This likely will result in tighter margins as companies that have held back from passing the full brunt of inflation through to consumers are pushed to raise prices in the coming months just as government stimulus stockpiled by consumers begins to run out – prompting many shoppers to tighten their purse strings and alter their purchasing habits to account for changing budget constraints, argue Nik Modi, HPC, beverages and tobacco analyst with RBC Capital Markets, and KK Davey, president of client engagement at IRI.
But it isn’t all doom and gloom for the New Year, as increasing mobility likely will lead to increased spending, especially in categories and channels that saw slowdowns during the first waves of the pandemic, they predict.
Inflation slows, but remains elevated
After spiking dramatically last December, the estimated cost of goods is slowly coming down, but it will remain significantly elevated through at least next June, predicts Modi.
According to RBC Capital Markets’ data presented by Modi at a recent webinar, estimated input costs for household and personal care items surged nearly 50% between December 2020 and last September, followed by a roughly 40% increase in packaged food and beverage inputs.
Based on “very, very crude calculations” that hold prices steady at today’s level but leave wiggle room for supply chain issues and other factors, Modi predicts inflation will remain up about 6-7% for food, 7-8% for beverages and in the low-teens for household and personal care goods through 2022.
While these numbers may be lower than in the past year, their impact could be greater as consumers’ ability to absorb higher prices begins to falter, he predicts.
So far, price elasticity has held up well, thanks in part to government stimulus and shifts in consumer shopping patterns that have them sitting on about $2 trillion in “excess savings” that have softened the impact of price increases. But as they draw down those reserves, they likely will become more price sensitive.

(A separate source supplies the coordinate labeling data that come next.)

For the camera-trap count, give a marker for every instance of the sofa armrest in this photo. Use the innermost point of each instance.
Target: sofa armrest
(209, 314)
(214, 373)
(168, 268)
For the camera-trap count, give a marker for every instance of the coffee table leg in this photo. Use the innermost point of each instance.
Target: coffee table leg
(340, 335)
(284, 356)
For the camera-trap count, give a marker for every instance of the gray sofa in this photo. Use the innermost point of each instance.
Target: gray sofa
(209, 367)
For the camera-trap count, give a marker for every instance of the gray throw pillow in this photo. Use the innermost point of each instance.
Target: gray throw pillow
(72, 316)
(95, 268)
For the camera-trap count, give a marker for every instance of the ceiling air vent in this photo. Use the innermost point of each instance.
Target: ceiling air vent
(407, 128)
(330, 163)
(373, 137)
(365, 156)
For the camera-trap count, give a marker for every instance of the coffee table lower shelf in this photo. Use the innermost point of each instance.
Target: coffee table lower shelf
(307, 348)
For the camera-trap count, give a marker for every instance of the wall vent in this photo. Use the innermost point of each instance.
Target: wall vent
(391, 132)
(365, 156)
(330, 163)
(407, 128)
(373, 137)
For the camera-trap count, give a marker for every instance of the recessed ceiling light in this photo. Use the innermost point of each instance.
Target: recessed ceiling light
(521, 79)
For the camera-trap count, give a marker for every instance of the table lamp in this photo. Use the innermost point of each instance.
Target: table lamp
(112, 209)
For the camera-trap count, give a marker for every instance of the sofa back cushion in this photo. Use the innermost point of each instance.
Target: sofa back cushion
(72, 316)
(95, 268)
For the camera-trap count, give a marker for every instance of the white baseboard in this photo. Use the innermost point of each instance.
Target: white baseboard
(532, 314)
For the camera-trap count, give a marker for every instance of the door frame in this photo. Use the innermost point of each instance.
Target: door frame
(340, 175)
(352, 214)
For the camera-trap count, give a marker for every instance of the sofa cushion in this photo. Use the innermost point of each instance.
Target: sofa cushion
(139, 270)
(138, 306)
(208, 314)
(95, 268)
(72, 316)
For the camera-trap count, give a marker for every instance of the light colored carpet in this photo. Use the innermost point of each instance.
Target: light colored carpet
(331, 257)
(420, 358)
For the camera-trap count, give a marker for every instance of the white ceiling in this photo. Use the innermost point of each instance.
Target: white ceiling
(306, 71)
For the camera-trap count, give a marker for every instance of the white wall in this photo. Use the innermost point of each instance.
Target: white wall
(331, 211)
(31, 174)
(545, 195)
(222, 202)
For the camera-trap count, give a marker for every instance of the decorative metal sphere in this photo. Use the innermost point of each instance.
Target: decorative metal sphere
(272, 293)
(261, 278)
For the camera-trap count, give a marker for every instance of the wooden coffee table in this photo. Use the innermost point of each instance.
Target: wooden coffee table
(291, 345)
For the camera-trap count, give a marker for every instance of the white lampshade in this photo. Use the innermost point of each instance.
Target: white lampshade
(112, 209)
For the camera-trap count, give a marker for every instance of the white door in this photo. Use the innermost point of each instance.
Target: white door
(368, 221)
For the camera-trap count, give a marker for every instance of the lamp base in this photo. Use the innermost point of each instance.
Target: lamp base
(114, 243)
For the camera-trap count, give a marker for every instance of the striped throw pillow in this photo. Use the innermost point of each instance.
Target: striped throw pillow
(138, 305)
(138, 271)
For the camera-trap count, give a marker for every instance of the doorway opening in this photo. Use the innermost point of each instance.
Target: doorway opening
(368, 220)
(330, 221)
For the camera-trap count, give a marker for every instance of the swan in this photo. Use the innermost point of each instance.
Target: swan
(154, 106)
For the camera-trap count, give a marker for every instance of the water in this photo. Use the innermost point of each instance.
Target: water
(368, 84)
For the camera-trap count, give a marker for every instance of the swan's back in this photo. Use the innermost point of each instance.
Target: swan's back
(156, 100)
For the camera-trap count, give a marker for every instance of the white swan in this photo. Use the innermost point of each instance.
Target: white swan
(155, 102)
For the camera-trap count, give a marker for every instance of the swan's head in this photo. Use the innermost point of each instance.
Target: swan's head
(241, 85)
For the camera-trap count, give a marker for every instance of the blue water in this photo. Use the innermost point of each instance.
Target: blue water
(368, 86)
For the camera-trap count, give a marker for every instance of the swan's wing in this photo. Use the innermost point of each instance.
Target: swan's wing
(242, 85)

Ports likely will remain congested through mid-2022
Supply chain disruptions – especially at the ports where backups are causing significant delays and pushing companies to invest in expensive alternatives – also likely will continue through at least mid-year 2022, Modi predicts.
“If any of you are expecting the ports to clear before Christmas, I’m sorry to tell you that’s not going to happen" based on RBC Elements data, which tracks 22 of the busiest ports in the world with satellite imagery to understand foot traffic and turnaround times at the ports, Modi said.
He predicts a “best case” scenario has the ports “hitting the reset button in early summer of 2022,” at which point the congestion will clear and the supply chain situation will normalize.
He added a less likely, but more bullish scenario bumps up the timeline to the end of February, while a bear case scenario in which labor increases only 15%, which Modi described as “a gigantic increase,” has the ports clearing at the end of 2022.
Gig economy poses labor challenges
As Modi noted, much of the congestion at the ports is due to insufficient labor – a challenge that is impacting multiple sectors at various points in the supply chain.
The struggle to hire sufficient talent is due in part to fears around COVID-19 and government stimulus that some claim gave employees wiggle room to leave their jobs to pursue other options. Top among these is the gig economy, which Modi says has an outsized impact on the labor pool.
“This is the disruption we should be talking about much more frequently,” because it offers workers a flexible work environment and competitive wagers compared to traditional retail and blue collar jobs.
“The amount of gig workers globally is expected to grow by over 80% by 2023,” Modi said. “So, we are just touching the surface of this disruptive nature and I think labor is going to continue to be a big issue – especially for blue collar job openings.”
Macroeconomic indicators suggest challenges ahead
The gig economy cuts both ways though, helping to lower the unemployment rate from 8.1% in 2020 to 5.5% in 2021 and a projected 3.7% in the first half of 2022 and 3.4% in the back half of 2022, Davey noted during the same webinar.
While this will help consumers cover costs and allow them to keep shopping, Davey noted that disposable income in the new year will still drop dramatically in the coming year.
He predicts that disposable income will grow only 0.3% in the first half of 2022 and 3% in the back half of 2022, which is notably lower than the 6.2% increase seen so far in 2021 and the 7.4% increase in 2020.
Another potential headwind for the CPG industry, but possible good news for foodservice, is mobility is expected to continue to increase in 2022 and with it spending out of home, Davey said.
To offset these headwinds and take advantage of shifting shopping habits in the new year, he recommends that brands and stores focus on attractive price points with a wider variety of assortment to retain consumers and diversify selection and services to meet in-home and out-of-home demand.
He said he also sees potential for innovation in the new year around easy at-home meals, premium indulgence, pack innovation and self-care through dietary enhancement.